From Chaos came forth Erebus and black Night; but of Night were born Aether and Day, whom she conceived and bore from union in love with Erebus. And Earth first bore starry Heaven, equal to herself, to cover her on every side, and to be an ever-sure abiding-place for the blessed gods. And she brought forth long hills, graceful haunts of the goddess Nymphs who dwell amongst the glens of the hills. She bore also the fruitless deep with his raging swell, Pontus, without sweet union of love.
But afterwards she lay with Heaven and bore deep-swirling Oceanus, Coeus and Crius and Hyperion and Iapetus, Theia and Rhea, Themis and Mnemosyne and gold-crowned Phoebe and lovely Tethys. After them was born Cronos the wily, youngest and most terrible of her children, and he hated his lusty sire.
Earth, in the cosmology of Hesiod, is a disk surrounded by the river Oceanus and floating upon a waste of waters. It is called the foundation of all—the qualification “the deathless ones . . .” etc., is an interpolation, because not only trees, men and animals, but even the hills and seas are supported by it.
Aether is the bright, untainted upper atmosphere, as distinguished from Aer, the lower atmosphere of the earth.
Works and Days
Another important poem of Hesiod that has survived is a didactic poem entitled Works and Days. Here, the ancient Greek poet describes the Five Ages of Man and includes practical advice such as agricultural practices and economics, and also didactic myths such as the story of Pandora’s Box.
Written around 700 BCE, Works and Days is like a farmer’s almanac written in dactylic hexameter. The poet wrote it as a warning to Perses, his brother, who was a drunk. The ancient Greek poet gives the brother a lot of advice on earning a living in an honorable way. Again, as in Theogony, Hesiod puts himself in the poem.
He presents himself as the heir of a farm bequeathed to his brother Perses and him. Perses squandered his money and came back asking for the share that belongs to Hesiod. To get that, he went to the law and bribed the lords to judge in his favor. The poem contains a sharp attack against corrupt judges like those who decided in favor of Perses. He depicts them as pocketing bribes to render unfair verdicts.
The ancient Greek poet advises his brother to get a job, stressing the importance of work as the source of all that is good. He dislikes idleness and attacks all those people who are idle, suggesting that everyone, men and gods, hate the sluggishness. The tips the poet gives to Perses are essential as he tries to convince him to start earning in an honorable way.
From the myth of Prometheus, the story of Pandora, and the myth of the five races of humanity (the golden age, the silver, the bronze, the age of heroes and the iron age), the poet derives the thought that once upon a time, life was carefree. In contrast, the present is bitter and not as shiny and happy as before.
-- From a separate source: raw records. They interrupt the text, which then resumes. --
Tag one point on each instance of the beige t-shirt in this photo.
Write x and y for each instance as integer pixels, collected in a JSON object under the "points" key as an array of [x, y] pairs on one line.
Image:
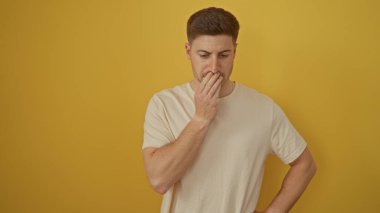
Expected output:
{"points": [[226, 175]]}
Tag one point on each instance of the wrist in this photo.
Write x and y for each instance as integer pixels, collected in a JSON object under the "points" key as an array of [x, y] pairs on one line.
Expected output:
{"points": [[200, 123], [271, 209]]}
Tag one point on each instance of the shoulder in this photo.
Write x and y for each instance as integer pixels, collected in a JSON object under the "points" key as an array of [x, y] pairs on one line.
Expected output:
{"points": [[252, 93], [170, 93]]}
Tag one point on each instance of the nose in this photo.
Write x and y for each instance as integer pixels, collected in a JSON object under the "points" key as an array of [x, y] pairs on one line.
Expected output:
{"points": [[214, 65]]}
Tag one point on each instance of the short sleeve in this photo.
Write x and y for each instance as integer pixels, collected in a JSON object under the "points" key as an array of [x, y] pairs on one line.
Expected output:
{"points": [[156, 128], [286, 143]]}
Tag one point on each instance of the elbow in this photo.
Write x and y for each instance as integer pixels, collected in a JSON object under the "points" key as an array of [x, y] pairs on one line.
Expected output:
{"points": [[158, 185], [313, 169]]}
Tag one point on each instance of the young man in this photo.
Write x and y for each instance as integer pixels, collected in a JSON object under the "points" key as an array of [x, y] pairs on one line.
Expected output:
{"points": [[206, 141]]}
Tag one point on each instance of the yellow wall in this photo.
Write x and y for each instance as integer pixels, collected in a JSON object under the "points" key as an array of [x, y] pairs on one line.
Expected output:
{"points": [[75, 78]]}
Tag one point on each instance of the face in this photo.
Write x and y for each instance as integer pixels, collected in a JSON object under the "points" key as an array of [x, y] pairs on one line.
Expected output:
{"points": [[211, 53]]}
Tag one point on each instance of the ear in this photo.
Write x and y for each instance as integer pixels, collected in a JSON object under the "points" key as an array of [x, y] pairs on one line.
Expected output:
{"points": [[188, 48], [235, 46]]}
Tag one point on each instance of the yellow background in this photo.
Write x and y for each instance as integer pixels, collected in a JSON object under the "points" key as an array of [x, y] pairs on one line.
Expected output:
{"points": [[76, 76]]}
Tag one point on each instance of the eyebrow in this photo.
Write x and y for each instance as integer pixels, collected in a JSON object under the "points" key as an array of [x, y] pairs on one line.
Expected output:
{"points": [[204, 51]]}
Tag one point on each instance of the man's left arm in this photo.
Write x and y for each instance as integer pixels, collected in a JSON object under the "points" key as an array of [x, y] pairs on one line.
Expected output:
{"points": [[295, 182]]}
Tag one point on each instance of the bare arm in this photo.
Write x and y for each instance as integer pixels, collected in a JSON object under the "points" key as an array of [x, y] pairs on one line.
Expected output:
{"points": [[166, 165], [298, 177]]}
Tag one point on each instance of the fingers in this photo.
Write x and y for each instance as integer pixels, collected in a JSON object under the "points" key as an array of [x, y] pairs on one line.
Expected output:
{"points": [[212, 80], [215, 89], [204, 81]]}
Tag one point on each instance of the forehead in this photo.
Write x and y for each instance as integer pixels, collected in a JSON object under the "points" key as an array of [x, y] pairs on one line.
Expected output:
{"points": [[212, 42]]}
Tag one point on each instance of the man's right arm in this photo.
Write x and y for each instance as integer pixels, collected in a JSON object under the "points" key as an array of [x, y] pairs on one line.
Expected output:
{"points": [[167, 164]]}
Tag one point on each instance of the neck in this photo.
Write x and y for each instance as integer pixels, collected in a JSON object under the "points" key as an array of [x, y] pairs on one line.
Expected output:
{"points": [[227, 87]]}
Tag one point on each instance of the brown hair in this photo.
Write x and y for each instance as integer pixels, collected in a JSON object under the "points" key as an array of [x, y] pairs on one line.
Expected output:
{"points": [[212, 21]]}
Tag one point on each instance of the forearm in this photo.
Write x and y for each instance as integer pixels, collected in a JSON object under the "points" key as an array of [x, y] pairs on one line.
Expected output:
{"points": [[170, 162], [294, 184]]}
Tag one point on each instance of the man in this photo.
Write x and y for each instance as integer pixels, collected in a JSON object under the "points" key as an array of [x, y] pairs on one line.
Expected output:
{"points": [[206, 141]]}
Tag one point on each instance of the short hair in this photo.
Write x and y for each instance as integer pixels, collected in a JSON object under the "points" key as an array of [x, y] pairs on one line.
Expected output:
{"points": [[212, 21]]}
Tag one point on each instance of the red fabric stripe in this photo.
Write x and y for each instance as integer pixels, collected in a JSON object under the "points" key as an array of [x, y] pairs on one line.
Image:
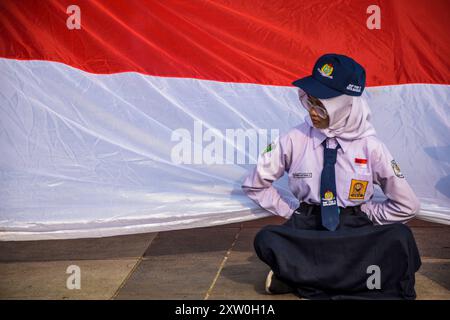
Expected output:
{"points": [[265, 42], [360, 161]]}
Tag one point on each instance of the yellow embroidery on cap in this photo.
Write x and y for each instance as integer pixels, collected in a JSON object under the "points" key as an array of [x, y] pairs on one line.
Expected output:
{"points": [[357, 189]]}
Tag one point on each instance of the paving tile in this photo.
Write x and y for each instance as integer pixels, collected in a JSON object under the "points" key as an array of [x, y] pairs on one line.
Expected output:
{"points": [[179, 264], [243, 276], [100, 279], [439, 272], [118, 247], [428, 289], [433, 242]]}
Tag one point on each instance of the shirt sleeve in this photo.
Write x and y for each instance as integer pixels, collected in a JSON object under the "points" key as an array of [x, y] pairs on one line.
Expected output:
{"points": [[401, 204], [272, 164]]}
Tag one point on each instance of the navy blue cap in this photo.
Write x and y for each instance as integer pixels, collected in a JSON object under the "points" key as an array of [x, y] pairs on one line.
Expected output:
{"points": [[332, 76]]}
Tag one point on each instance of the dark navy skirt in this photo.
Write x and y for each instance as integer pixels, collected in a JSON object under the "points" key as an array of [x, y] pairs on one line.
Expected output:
{"points": [[357, 261]]}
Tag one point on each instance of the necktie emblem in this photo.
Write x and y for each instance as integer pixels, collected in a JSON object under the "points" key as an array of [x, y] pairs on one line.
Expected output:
{"points": [[329, 199], [328, 204]]}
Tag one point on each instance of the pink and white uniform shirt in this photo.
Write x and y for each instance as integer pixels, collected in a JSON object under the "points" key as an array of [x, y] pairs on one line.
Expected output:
{"points": [[361, 163]]}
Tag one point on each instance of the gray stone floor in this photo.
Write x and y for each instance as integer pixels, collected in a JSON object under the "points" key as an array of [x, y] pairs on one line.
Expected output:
{"points": [[203, 263]]}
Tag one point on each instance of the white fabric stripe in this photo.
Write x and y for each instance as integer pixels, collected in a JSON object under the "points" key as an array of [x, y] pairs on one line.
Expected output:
{"points": [[86, 155]]}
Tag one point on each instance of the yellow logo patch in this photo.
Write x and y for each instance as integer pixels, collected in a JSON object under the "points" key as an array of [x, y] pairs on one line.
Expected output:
{"points": [[357, 189]]}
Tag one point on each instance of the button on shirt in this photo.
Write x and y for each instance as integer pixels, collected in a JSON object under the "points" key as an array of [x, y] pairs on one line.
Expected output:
{"points": [[360, 164]]}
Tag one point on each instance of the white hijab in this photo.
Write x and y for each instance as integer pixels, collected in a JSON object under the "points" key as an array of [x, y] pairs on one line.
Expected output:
{"points": [[349, 117]]}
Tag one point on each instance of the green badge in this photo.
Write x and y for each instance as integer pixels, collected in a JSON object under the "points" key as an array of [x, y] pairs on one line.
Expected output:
{"points": [[268, 148]]}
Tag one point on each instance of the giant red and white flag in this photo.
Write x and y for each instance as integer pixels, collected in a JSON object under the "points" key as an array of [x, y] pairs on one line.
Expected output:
{"points": [[121, 117]]}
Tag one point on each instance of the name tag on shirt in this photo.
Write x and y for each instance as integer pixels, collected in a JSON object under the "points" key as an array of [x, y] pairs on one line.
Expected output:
{"points": [[302, 175], [357, 189]]}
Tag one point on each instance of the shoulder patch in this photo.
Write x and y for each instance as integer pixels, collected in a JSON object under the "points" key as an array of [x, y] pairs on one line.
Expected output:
{"points": [[269, 148], [396, 169]]}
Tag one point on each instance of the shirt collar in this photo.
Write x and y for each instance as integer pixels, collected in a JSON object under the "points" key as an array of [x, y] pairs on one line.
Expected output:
{"points": [[319, 137]]}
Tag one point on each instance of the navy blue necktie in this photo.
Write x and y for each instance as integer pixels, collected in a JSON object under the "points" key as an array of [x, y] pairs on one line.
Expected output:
{"points": [[328, 202]]}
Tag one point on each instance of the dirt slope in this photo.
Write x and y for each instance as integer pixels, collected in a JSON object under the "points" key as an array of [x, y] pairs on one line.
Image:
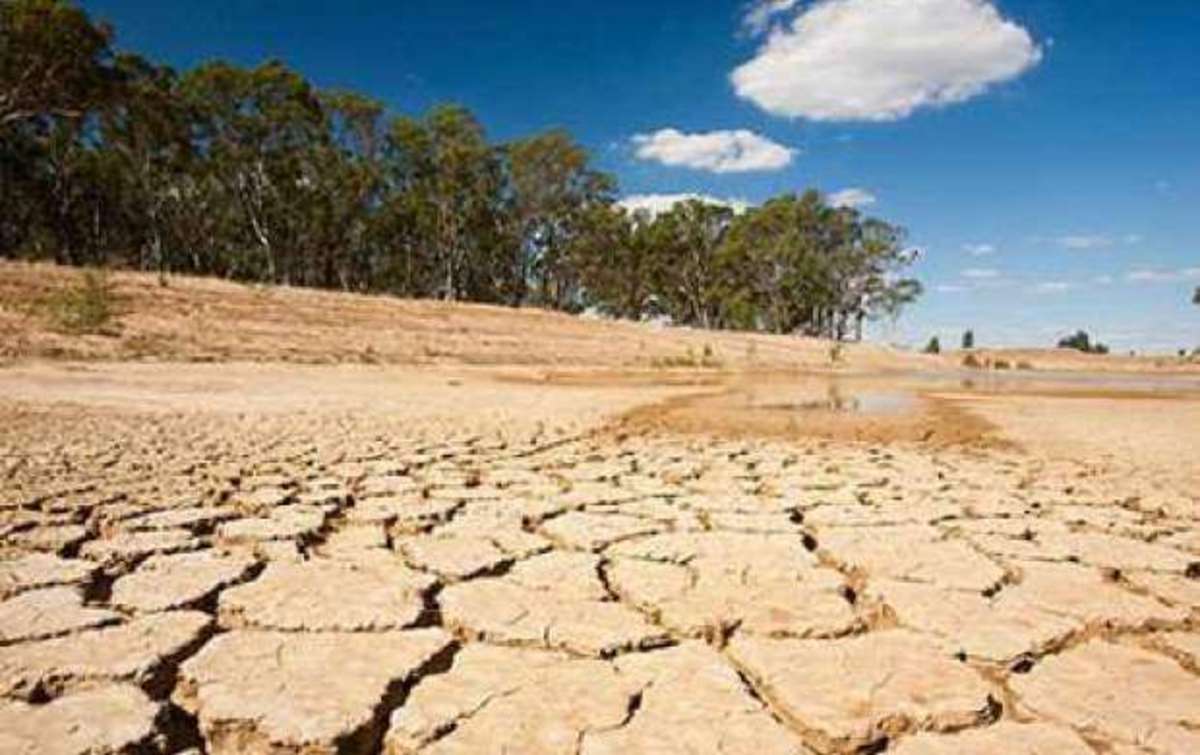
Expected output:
{"points": [[203, 319]]}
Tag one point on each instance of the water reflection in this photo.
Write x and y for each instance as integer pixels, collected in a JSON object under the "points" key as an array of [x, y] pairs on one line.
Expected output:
{"points": [[838, 399]]}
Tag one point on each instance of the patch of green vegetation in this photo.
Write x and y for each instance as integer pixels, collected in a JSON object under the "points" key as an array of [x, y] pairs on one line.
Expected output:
{"points": [[89, 306], [707, 359]]}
Overall, the ancient Greek poet praises fairness and justice, personal happiness, and work. At the same time, he rejects destructive war and raw heroism. He focuses on describing landscapes, villages, and other places in detail, with deep feelings and personal observations.
Hesiod explains that the foundation of morality lies in justice and labor. The poet managed to show the Hellenic spirit of the time and its fundamental features. He rejects chaos, passion and indeterminacy. He supports order, logic, certainty and moderation.